Evolutionary Arms Race!

This week the topic of predator-prey coevolution is continued. The relationship that I will be talking about has resulted in an evolutionary arms race where the predator has developed incredible tolerance to its highly toxic prey!

The rough-skinned newt has over time concentrated an extremely potent neurotoxin within its skin; and through a series of genetic mutations and natural selection for increased resistance, the common garter snake has developed a resistance to the newts neurotoxin (Williams et al., 2003). The relationship is an evolutionary arms race because as the garter snakes’ resistance is continuing to increase, so is the levels of toxin that the rough-skinned newt can produce.
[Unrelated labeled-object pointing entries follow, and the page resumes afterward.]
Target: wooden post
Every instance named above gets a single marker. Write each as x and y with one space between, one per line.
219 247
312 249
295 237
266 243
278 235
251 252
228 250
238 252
The studies show that the garter snake assesses the newt toxicity and its own resistance, rejecting newts that are too toxic to devour. The really interesting thing is that all of the newts that were rejected by the snakes survived attempted ingestion and attack, even if they had already been ingested for over 50 minutes!!

If the predator doesn’t survive the encounter with the toxic prey, natural selection for increased resistance cannot occur.

References:

Williams, B. L., Brodie Jr, E. D. & Brodie III, E. D. 2003. Coevolution of Deadly Toxins and Predator Resistance: Self-Assessment of Resistance by Garter Snakes Leads to Behavioral Rejection of Toxic Newt Prey. Herpetologica, 59(2), 155-163.

Credits for image located bottom right of image.

Predator-Prey Coevolution

Predator-prey coevolution is based on how a predatory organism may gain an advantage over its prey, which then triggers an evolutionary response from the prey to better avoid the predator; or vice versa.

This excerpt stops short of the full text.